According to the WHO, 161 contacts are being traced and three of the eight confirmed cases are receiving treatment.
Tanzania has confirmed eight cases of Marburg, a highly lethal viral hemorrhagic fever with Ebola-like symptoms, in its first outbreak, according to the World Health Organization (WHO).
The WHO said in a statement late on Tuesday that Tanzania’s National General Laboratory confirmed the death of five people in the northwestern Kagera region who developed symptoms including fever, vomiting, bleeding and kidney failure.
A health worker was among the dead, WHO said. All three survivors are receiving treatment and 161 contacts are being monitored.
“The efforts of Tanzanian health authorities to establish the cause of the disease is a clear sign of their commitment to respond effectively to the outbreak,” said Matshidiso Moeti, WHO Regional Director for Africa.
“We are working with the government to rapidly increase containment measures to prevent the spread of the virus.”
With a mortality rate as high as 88 percent, Marburg belongs to the same virus family that causes Ebola and is transmitted to people from fruit bats. It is spread through contact with bodily fluids of infected people.
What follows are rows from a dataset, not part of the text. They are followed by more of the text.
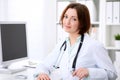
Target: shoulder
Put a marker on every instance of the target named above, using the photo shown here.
(92, 42)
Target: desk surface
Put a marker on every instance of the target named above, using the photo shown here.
(28, 73)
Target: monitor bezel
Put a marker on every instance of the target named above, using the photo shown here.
(9, 62)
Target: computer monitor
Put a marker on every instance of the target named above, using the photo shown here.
(13, 42)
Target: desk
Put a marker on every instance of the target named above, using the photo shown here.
(28, 73)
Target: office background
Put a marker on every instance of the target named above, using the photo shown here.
(41, 23)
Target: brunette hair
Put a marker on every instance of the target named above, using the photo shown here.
(83, 16)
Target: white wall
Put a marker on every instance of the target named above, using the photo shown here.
(40, 16)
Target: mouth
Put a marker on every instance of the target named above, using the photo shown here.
(67, 26)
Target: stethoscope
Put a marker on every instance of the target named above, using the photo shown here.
(56, 66)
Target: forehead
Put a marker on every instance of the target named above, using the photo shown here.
(71, 12)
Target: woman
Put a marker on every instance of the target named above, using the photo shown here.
(78, 57)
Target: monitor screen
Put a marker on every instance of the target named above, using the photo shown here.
(13, 42)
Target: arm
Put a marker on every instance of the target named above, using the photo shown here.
(46, 65)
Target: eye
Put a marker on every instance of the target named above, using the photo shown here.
(74, 19)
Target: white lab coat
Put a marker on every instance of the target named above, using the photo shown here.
(92, 56)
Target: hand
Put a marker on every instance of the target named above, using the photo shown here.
(43, 76)
(81, 73)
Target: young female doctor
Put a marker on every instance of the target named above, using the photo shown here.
(78, 57)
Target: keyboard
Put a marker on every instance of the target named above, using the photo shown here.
(11, 71)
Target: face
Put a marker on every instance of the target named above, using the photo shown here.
(70, 21)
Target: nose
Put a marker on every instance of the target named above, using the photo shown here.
(68, 21)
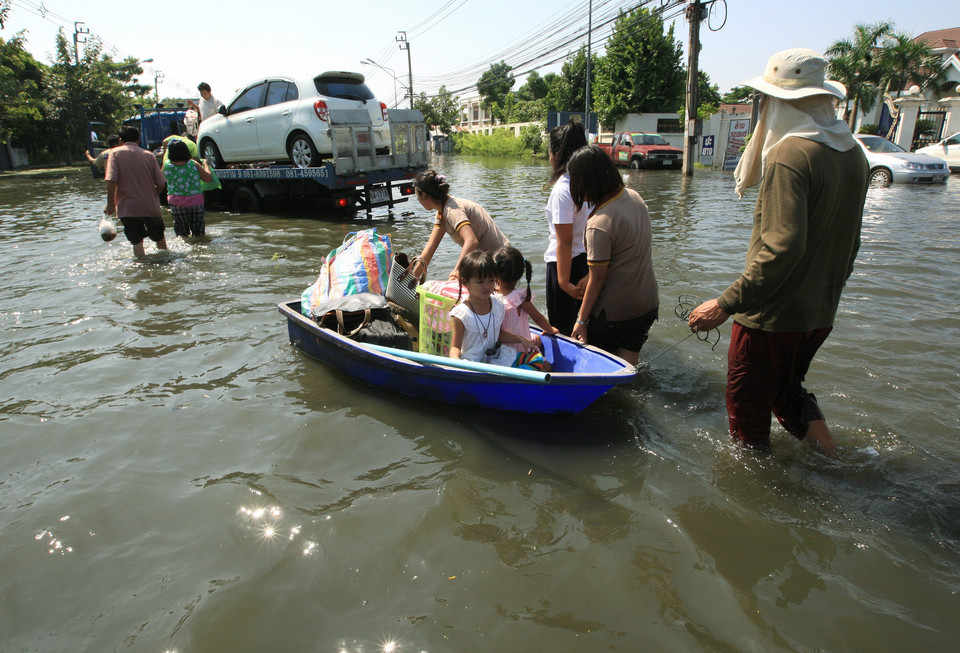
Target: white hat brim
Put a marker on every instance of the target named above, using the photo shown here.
(829, 87)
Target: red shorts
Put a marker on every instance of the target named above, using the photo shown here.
(765, 373)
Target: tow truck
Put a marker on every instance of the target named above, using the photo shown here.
(353, 179)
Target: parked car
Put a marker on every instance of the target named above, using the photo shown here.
(287, 119)
(948, 149)
(642, 150)
(889, 162)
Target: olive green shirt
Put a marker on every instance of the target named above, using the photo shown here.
(806, 234)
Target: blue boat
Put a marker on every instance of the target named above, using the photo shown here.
(581, 374)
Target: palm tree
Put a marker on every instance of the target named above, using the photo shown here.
(905, 62)
(856, 64)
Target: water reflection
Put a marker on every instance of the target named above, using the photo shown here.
(206, 464)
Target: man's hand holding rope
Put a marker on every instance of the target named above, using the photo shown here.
(707, 316)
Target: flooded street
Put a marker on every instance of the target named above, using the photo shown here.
(175, 476)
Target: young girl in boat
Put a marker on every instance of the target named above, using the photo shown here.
(478, 333)
(518, 302)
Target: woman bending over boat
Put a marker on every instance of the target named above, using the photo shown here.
(621, 299)
(467, 222)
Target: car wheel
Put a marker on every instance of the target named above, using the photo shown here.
(881, 177)
(302, 152)
(211, 153)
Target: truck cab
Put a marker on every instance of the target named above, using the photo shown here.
(643, 150)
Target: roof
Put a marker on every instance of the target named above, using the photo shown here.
(941, 38)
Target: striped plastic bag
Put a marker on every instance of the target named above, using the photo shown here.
(360, 264)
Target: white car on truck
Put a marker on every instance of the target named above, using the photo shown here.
(287, 119)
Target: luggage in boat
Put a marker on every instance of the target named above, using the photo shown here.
(364, 317)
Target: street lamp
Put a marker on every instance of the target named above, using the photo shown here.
(157, 76)
(389, 71)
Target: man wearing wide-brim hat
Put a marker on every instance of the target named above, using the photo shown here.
(812, 181)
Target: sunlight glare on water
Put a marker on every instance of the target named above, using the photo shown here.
(174, 475)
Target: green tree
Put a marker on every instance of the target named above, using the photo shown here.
(642, 70)
(95, 88)
(22, 93)
(904, 62)
(535, 88)
(494, 86)
(855, 63)
(567, 91)
(878, 60)
(442, 110)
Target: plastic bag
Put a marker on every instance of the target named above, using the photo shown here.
(108, 231)
(360, 264)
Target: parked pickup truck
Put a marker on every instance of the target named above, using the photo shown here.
(641, 150)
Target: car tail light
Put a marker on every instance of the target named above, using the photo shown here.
(320, 108)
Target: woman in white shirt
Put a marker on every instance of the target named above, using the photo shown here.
(565, 256)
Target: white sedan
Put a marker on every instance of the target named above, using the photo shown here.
(948, 149)
(889, 162)
(288, 119)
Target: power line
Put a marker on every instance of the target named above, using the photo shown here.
(541, 60)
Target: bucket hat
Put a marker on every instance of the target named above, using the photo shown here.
(794, 74)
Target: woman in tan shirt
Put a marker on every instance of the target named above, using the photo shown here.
(467, 222)
(621, 299)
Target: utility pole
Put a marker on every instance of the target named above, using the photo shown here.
(586, 111)
(694, 16)
(77, 32)
(405, 45)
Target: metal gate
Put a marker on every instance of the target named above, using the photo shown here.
(929, 129)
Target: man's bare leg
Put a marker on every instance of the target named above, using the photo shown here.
(819, 434)
(632, 357)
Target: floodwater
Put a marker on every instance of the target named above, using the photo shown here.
(174, 476)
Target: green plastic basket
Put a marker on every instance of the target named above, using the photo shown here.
(436, 325)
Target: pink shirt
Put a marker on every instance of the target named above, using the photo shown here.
(139, 181)
(515, 319)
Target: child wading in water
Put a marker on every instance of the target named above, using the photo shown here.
(478, 322)
(518, 302)
(183, 189)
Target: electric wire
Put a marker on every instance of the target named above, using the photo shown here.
(685, 306)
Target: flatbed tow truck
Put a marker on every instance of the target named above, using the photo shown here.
(354, 178)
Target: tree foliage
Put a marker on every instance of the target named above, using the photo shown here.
(642, 70)
(877, 60)
(534, 88)
(22, 91)
(567, 91)
(441, 110)
(494, 85)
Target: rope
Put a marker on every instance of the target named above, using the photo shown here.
(685, 305)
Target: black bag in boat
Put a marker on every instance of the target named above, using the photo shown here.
(364, 317)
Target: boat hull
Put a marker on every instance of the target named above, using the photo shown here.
(580, 375)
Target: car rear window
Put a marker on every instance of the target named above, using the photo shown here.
(343, 88)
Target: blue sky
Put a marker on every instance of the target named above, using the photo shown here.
(230, 43)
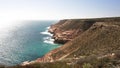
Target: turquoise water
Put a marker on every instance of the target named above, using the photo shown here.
(25, 41)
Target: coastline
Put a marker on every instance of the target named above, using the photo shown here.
(84, 32)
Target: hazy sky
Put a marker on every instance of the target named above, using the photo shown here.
(58, 9)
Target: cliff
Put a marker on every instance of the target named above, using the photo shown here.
(86, 42)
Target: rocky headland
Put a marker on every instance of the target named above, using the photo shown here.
(87, 43)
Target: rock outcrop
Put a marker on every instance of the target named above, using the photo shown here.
(84, 38)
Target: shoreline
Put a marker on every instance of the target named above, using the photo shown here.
(84, 34)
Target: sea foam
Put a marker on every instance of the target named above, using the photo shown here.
(48, 38)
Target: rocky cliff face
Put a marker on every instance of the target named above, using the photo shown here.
(66, 30)
(83, 38)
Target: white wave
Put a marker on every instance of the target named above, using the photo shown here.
(48, 40)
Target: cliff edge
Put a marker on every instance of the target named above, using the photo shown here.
(87, 43)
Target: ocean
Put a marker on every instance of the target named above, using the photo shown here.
(25, 41)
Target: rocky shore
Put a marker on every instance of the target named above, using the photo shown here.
(82, 38)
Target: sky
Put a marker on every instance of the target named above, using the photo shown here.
(57, 9)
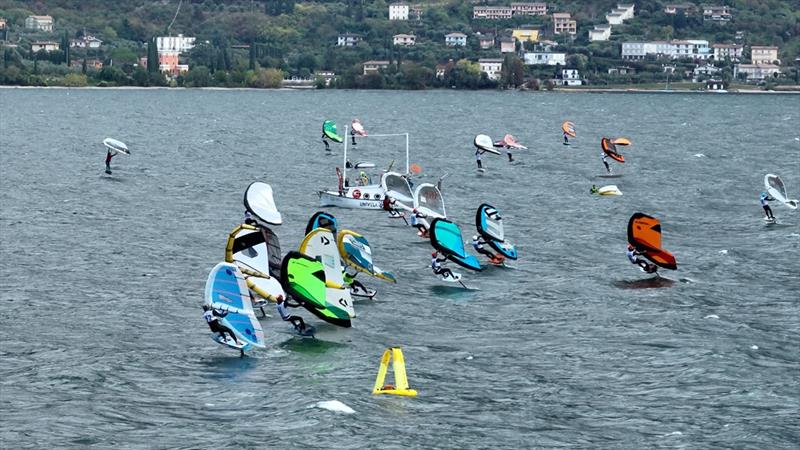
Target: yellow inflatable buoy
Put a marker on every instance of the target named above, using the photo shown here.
(395, 355)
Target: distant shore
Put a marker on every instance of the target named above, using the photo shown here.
(794, 90)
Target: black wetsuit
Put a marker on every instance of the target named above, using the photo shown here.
(436, 265)
(215, 325)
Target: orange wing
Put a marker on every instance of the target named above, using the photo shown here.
(644, 233)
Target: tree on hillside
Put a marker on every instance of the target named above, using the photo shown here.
(152, 56)
(65, 46)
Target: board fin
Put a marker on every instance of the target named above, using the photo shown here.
(395, 355)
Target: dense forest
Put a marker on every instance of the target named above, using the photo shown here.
(258, 43)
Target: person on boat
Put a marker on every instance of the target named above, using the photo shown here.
(419, 224)
(478, 244)
(633, 257)
(296, 321)
(212, 316)
(765, 199)
(504, 145)
(325, 141)
(110, 154)
(438, 269)
(605, 163)
(351, 281)
(390, 204)
(248, 219)
(478, 153)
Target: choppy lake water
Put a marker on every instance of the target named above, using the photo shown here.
(103, 343)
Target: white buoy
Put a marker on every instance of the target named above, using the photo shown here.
(335, 406)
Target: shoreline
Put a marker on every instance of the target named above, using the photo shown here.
(616, 90)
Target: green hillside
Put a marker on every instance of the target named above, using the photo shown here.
(238, 41)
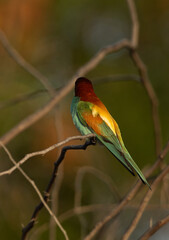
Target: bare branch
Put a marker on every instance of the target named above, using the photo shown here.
(30, 225)
(135, 24)
(31, 119)
(152, 96)
(24, 97)
(37, 191)
(24, 64)
(43, 152)
(154, 228)
(118, 78)
(127, 198)
(144, 203)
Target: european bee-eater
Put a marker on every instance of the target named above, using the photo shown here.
(91, 116)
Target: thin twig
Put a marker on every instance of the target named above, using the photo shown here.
(91, 64)
(24, 97)
(30, 225)
(128, 197)
(24, 64)
(117, 78)
(37, 191)
(144, 203)
(154, 228)
(135, 23)
(152, 96)
(57, 185)
(43, 152)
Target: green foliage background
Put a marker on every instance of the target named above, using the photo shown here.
(58, 37)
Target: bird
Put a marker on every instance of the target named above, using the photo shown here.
(90, 115)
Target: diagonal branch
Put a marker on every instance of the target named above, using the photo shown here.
(144, 203)
(31, 224)
(154, 228)
(127, 198)
(43, 152)
(37, 191)
(31, 119)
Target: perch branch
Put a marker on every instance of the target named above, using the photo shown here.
(30, 225)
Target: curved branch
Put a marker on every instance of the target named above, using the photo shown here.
(43, 152)
(127, 198)
(31, 224)
(31, 119)
(144, 203)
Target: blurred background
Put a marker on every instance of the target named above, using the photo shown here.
(57, 37)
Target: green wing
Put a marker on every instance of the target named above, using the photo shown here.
(86, 123)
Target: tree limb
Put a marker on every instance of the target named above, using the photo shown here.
(30, 225)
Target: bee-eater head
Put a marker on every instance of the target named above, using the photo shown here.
(83, 87)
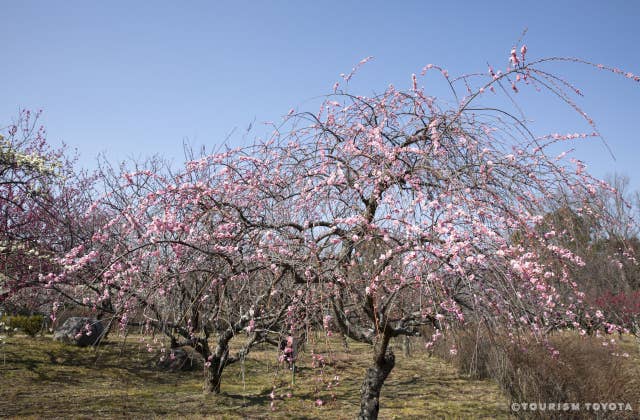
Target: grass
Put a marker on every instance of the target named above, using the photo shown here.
(42, 378)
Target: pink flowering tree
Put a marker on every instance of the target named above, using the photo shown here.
(408, 209)
(41, 198)
(373, 217)
(185, 254)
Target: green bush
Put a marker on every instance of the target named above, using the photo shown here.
(583, 370)
(30, 325)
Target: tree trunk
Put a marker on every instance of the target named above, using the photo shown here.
(216, 361)
(213, 372)
(384, 361)
(406, 346)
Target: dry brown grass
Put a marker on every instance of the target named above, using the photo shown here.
(42, 378)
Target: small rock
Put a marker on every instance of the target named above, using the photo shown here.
(80, 331)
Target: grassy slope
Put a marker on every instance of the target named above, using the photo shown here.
(42, 378)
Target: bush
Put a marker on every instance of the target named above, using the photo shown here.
(569, 369)
(30, 325)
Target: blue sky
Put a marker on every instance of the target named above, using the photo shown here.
(136, 78)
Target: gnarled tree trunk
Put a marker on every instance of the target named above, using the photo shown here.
(384, 361)
(213, 372)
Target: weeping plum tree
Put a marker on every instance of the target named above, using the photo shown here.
(408, 208)
(375, 216)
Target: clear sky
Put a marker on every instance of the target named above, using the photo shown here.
(136, 78)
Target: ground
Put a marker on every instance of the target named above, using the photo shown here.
(43, 378)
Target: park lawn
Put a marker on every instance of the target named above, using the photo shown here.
(42, 378)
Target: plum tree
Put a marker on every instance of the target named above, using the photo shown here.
(374, 216)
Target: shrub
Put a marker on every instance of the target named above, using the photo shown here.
(569, 368)
(30, 325)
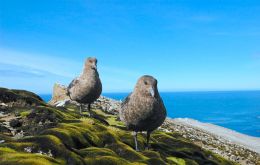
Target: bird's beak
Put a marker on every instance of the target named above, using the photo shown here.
(94, 66)
(151, 91)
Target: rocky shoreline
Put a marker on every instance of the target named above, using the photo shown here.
(216, 142)
(192, 131)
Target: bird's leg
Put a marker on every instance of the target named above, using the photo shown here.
(80, 108)
(147, 139)
(136, 142)
(89, 106)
Symptoms include high fever, severe headache and malaise, which usually develop within seven days of infection, according to the WHO.
Tanzania’s outbreak comes a month after Equatorial Guinea confirmed its first case of Marburg virus. WHO intensified surveillance in the central African country, deploying health emergency experts in epidemiology, case management, infection prevention, laboratory and risk communication to boost the country’s response.